- The share price of Workday Inc WDAY has declined 43.34 percent over the past one year, falling to a low of $48.97 on February 8.
- Stephen Bersey of Mitsubishi UFJ Securities has initiated coverage of the company with an Overweight rating and price target of $60.
- Bersey expects upside potential of 11 percent to the current valuation, and for the stock’s P/S multiple to move closer to the peer group average as the company’s operations mature.
Analyst Stephen Bersey pointed out that in the past, “human resources (HR) has been an area of IT neglect within the enterprise application market, and that has created a large market opportunity for cloud-based vendors.”
However, with its easy-to-use cloud based HR applications, Workday has been gaining market share from legacy application vendors.
Bersey believes that the company is still in the early stages of a “long-tailed enterprise HR implementation cycle,” which is expected to see robust end-market demand for the foreseeable future.

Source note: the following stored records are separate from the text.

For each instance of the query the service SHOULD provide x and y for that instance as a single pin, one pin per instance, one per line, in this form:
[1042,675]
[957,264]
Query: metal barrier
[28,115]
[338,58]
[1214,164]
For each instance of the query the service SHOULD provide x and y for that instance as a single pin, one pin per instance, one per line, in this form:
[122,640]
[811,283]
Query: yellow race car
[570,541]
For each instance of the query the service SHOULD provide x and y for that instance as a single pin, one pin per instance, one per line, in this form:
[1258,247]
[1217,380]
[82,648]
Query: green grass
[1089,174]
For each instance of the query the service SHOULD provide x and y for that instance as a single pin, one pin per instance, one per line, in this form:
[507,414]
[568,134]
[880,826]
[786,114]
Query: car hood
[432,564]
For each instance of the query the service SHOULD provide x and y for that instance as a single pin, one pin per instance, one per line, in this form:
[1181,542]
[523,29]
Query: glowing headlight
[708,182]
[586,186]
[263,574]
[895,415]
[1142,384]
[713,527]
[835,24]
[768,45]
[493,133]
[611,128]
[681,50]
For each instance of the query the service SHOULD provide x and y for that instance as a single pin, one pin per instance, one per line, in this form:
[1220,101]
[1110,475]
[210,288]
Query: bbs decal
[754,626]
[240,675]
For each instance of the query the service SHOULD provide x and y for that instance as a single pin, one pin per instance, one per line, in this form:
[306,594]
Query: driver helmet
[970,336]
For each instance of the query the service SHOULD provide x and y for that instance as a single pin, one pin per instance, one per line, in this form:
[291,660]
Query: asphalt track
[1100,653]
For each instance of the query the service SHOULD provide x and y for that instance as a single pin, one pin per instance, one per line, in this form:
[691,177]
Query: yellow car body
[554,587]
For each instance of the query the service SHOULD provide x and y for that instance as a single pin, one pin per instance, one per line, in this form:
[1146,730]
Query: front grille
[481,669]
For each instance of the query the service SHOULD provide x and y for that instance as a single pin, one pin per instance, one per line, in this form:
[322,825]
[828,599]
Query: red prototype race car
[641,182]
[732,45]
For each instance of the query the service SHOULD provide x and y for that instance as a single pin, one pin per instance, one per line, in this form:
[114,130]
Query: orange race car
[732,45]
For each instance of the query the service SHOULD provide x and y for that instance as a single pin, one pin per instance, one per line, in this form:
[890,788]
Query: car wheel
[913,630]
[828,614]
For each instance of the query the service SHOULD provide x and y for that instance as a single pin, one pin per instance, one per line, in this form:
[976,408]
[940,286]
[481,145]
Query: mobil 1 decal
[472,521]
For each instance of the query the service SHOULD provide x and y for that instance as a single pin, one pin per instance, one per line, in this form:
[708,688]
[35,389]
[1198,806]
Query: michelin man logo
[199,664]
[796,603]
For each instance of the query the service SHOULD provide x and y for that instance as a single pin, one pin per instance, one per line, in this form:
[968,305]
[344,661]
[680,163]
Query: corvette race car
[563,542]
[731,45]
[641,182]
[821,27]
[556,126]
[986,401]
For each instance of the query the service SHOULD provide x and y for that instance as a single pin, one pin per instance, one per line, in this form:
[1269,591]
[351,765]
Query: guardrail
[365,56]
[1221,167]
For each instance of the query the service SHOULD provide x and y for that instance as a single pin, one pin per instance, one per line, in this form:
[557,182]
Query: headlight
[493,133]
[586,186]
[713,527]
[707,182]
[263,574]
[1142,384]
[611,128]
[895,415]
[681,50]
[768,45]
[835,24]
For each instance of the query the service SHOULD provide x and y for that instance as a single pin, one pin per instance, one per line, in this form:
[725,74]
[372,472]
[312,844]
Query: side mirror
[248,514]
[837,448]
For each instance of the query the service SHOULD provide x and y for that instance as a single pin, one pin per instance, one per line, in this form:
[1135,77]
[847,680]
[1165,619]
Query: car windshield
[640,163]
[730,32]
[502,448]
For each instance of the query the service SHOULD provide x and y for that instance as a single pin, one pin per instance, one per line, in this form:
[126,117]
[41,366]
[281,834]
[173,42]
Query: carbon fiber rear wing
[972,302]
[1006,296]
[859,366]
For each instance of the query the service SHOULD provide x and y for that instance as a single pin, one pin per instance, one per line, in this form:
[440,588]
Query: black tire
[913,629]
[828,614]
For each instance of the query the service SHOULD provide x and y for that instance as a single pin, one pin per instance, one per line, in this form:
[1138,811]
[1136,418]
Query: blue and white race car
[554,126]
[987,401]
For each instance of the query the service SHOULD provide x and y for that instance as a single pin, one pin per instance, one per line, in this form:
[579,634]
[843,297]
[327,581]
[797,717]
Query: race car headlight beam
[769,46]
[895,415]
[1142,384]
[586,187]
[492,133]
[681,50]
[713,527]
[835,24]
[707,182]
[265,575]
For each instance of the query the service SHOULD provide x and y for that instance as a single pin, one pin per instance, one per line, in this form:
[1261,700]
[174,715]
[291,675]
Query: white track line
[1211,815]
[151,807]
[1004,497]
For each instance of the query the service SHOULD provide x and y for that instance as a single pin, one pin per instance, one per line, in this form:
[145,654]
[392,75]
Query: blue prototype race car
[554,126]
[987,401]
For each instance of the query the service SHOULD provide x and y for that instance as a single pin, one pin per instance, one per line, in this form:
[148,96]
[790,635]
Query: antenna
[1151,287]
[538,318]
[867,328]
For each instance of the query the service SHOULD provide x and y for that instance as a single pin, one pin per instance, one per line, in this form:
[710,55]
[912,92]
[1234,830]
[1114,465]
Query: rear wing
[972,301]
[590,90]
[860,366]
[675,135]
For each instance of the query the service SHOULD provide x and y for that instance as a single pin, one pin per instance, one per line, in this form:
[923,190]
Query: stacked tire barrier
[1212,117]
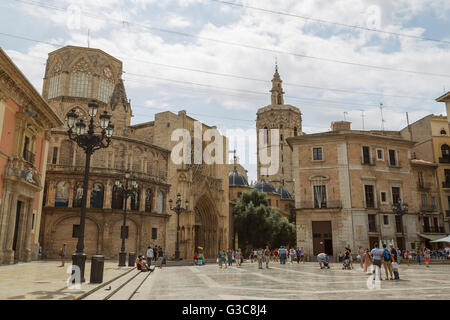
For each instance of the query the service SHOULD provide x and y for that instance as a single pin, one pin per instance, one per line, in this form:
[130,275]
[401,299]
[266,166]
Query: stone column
[142,199]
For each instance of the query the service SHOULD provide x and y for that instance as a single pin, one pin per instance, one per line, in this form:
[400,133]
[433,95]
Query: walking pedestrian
[367,261]
[259,255]
[406,255]
[238,257]
[149,256]
[230,257]
[62,254]
[360,257]
[418,256]
[426,255]
[302,255]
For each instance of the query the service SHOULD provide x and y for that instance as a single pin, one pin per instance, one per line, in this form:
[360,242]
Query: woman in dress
[367,261]
[63,255]
[238,257]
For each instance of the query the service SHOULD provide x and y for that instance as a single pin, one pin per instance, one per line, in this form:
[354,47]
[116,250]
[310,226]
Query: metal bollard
[97,266]
[131,259]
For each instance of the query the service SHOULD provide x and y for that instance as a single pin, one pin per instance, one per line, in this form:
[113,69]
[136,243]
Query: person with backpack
[387,262]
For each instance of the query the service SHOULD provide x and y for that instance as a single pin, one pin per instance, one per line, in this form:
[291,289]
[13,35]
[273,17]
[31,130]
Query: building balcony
[332,204]
[433,229]
[394,165]
[423,186]
[444,160]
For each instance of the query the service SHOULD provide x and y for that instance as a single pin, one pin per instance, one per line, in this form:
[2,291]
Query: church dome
[285,195]
[236,179]
[265,187]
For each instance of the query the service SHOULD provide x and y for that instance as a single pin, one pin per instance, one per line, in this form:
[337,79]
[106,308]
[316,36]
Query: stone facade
[288,120]
[432,140]
[345,183]
[74,76]
[25,122]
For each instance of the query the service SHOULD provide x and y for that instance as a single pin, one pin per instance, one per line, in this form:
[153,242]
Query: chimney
[341,126]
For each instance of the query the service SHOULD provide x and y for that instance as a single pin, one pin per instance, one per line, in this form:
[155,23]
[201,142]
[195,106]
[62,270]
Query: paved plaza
[298,282]
[44,280]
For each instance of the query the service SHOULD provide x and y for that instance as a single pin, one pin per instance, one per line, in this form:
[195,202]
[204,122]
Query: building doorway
[16,231]
[322,237]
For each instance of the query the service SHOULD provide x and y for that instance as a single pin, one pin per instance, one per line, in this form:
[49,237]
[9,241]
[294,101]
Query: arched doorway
[206,231]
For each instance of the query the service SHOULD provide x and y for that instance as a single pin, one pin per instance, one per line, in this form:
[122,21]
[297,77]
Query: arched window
[266,135]
[97,196]
[77,195]
[117,199]
[135,201]
[160,202]
[148,200]
[62,194]
[445,149]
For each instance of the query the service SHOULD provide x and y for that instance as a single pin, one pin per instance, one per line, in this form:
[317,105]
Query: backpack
[387,255]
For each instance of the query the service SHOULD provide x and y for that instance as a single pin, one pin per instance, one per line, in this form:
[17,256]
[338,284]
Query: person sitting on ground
[321,258]
[140,264]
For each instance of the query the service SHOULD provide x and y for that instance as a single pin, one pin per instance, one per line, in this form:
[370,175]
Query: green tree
[258,225]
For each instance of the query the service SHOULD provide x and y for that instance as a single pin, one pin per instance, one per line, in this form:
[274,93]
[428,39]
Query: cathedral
[73,77]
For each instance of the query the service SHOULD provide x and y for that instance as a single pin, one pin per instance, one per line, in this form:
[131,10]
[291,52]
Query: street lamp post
[178,210]
[89,141]
[126,192]
[400,208]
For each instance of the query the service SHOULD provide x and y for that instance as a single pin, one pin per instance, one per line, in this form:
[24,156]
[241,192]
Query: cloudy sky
[215,59]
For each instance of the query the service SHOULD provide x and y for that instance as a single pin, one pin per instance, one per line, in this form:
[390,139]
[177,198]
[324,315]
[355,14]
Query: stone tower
[288,120]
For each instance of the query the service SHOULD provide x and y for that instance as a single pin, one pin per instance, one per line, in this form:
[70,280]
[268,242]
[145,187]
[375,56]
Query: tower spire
[277,89]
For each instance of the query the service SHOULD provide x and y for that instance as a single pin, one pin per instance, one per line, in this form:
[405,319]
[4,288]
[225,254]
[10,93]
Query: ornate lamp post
[126,192]
[178,210]
[89,141]
[400,208]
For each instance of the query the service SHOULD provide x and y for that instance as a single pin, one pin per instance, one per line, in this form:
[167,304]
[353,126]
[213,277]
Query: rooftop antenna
[362,117]
[382,118]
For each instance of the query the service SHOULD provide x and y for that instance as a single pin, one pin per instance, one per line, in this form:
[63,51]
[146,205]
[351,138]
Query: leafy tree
[259,225]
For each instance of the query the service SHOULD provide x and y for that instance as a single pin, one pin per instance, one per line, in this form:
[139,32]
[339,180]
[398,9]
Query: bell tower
[277,89]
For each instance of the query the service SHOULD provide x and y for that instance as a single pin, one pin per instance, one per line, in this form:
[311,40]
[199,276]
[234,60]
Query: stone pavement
[304,281]
[45,280]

“That, coupled with good execution, should produce well-above-average peer-group HR revenue growth for the company for several years, in our opinion,” Bersey said.
While Workday has made “good progress” in terms of its financial offerings, Bersey expects the company’s near term growth to be driven mainly by the momentum in the HR portfolio. Workday is also expected to see meaningful long-term success in its financials management offering.
In fact, Bersey believes that “the value of the financials end-market could be greater than that of the HR market and that this opportunity is not fully reflected in the stock’s value.”